The Food and Drug Administration approved of Lucemyra, a treatment for adults suffering from opioid withdrawal symptoms.
"As part of our commitment to support patients struggling with addiction, we're dedicated to encouraging innovative approaches to help mitigate the physiological challenges presented when patients discontinue opioids", said FDA Commissioner Scott Gottlieb, M.D.

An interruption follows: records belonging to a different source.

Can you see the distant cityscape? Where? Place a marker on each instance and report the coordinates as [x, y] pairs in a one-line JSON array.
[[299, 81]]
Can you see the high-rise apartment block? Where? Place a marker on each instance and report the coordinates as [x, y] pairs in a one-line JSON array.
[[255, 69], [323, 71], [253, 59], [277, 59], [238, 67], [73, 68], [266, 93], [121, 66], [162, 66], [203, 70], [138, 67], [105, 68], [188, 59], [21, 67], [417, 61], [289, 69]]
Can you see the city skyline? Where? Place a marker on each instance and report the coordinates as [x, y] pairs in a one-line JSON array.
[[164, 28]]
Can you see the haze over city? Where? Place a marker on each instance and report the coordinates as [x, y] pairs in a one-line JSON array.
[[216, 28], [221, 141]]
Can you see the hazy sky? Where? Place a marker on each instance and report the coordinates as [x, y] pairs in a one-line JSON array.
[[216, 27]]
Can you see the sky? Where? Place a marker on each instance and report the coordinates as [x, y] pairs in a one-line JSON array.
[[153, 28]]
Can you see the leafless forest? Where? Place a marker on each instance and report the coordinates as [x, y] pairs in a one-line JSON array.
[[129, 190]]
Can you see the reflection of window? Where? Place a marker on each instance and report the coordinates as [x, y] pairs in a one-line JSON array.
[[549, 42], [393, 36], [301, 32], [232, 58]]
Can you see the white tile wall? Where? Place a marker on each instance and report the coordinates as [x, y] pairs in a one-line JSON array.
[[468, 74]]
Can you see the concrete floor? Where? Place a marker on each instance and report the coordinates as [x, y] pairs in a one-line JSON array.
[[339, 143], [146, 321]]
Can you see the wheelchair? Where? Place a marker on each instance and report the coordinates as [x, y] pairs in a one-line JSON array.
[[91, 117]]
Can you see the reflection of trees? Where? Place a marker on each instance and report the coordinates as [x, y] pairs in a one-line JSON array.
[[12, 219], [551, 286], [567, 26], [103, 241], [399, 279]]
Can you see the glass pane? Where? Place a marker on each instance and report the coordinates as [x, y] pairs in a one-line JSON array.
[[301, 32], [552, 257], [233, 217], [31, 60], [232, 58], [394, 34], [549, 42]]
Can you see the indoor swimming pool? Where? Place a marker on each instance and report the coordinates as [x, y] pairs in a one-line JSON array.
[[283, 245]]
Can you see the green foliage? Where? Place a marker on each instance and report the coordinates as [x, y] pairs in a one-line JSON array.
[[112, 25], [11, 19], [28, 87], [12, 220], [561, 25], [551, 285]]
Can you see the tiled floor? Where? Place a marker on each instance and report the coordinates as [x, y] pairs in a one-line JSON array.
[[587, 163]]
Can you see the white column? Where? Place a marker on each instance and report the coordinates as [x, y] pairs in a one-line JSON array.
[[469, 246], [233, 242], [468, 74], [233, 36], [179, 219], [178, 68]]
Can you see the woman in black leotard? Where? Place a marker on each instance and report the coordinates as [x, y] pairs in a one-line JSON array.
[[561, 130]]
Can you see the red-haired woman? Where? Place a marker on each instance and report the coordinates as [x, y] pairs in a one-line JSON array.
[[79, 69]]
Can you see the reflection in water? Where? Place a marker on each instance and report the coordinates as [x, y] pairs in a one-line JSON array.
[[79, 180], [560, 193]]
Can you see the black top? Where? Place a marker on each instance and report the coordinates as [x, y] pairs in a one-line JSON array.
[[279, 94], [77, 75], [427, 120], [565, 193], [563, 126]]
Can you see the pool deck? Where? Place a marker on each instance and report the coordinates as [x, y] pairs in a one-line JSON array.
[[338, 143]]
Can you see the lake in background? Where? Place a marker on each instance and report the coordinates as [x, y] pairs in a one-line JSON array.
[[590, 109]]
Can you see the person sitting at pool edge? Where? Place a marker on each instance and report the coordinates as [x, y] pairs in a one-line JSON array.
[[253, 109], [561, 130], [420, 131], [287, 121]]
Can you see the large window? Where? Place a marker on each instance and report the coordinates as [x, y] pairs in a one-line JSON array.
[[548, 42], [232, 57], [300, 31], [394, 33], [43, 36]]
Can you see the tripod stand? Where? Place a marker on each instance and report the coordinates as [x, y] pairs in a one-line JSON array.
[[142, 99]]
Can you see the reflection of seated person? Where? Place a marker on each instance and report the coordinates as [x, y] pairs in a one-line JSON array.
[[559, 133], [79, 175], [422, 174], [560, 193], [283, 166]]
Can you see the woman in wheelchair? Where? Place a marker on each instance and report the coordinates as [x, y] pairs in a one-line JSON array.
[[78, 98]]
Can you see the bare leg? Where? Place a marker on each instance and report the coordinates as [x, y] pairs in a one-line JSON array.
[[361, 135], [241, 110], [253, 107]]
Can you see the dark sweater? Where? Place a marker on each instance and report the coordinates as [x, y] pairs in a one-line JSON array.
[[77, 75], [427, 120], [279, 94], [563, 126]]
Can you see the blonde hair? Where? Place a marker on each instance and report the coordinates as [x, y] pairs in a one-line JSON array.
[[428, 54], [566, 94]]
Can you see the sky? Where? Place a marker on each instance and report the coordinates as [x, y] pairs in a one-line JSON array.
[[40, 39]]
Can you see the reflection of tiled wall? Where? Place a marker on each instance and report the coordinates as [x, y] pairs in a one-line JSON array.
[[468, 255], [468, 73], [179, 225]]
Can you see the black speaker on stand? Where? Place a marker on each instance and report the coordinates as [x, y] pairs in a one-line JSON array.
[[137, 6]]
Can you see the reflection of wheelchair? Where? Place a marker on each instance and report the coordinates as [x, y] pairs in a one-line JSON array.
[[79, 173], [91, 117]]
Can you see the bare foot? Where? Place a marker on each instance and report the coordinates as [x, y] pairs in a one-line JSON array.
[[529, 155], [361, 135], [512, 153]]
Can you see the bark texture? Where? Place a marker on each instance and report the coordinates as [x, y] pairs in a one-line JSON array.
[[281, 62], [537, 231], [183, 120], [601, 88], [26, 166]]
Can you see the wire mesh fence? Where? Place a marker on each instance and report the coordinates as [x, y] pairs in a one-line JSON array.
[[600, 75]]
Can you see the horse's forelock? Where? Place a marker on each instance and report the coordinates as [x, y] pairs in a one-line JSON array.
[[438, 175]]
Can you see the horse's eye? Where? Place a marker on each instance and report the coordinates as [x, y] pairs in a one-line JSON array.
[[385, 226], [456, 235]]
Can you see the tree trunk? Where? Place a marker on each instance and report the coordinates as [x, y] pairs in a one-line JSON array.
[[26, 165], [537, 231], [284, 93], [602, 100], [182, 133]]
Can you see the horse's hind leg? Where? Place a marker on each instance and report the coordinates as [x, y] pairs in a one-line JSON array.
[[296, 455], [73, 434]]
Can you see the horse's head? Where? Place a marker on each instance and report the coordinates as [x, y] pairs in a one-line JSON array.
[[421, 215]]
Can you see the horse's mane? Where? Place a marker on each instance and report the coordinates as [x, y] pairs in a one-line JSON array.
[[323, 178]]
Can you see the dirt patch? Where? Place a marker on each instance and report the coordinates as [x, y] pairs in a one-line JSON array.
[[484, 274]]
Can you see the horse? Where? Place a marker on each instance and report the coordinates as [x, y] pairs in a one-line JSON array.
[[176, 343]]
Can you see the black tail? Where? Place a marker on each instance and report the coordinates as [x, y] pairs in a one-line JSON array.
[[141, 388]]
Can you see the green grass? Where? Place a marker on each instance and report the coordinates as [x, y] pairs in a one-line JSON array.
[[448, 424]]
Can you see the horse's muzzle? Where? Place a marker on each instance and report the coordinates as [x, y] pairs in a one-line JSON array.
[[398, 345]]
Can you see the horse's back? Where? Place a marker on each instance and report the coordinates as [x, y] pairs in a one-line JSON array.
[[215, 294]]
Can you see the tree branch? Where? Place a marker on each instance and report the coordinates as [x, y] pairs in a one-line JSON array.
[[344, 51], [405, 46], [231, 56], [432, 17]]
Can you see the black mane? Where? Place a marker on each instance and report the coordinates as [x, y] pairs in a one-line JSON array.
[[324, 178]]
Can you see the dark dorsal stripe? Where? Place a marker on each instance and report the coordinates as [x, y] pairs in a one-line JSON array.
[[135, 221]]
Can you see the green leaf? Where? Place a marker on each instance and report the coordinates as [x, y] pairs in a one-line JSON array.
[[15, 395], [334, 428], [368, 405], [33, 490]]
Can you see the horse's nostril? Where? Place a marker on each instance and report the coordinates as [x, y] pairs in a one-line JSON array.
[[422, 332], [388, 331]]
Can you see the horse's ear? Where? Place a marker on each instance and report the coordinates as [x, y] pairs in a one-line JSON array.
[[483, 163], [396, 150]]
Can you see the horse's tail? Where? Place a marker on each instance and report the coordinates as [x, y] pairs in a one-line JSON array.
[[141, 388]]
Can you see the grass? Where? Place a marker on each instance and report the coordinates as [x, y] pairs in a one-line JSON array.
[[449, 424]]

Patients usually manage withdrawal symptoms by switching the opioid with another medication, or by using therapy. "The lofexidine data demonstrate that, compared with placebo, study participants treated with LUCEMYRA experienced less severe withdrawal symptoms and were significantly more likely to complete opioid withdrawal treatment".
The studies evaluated benefit using the Short Opiate Withdrawal Scale of Gossop (SOWS-Gossop) to assess opioid withdrawal symptoms that included feeling sick, stomach cramps, muscle spasms/twitching, feeling of coldness, heart pounding, muscular tension, aches and pains, yawning, runny eyes and insomnia. It is not approved as a treatment for opioid use disorder.
Opioids are synthetic painkillers generally prescribed by doctors or used in hospital emergency rooms.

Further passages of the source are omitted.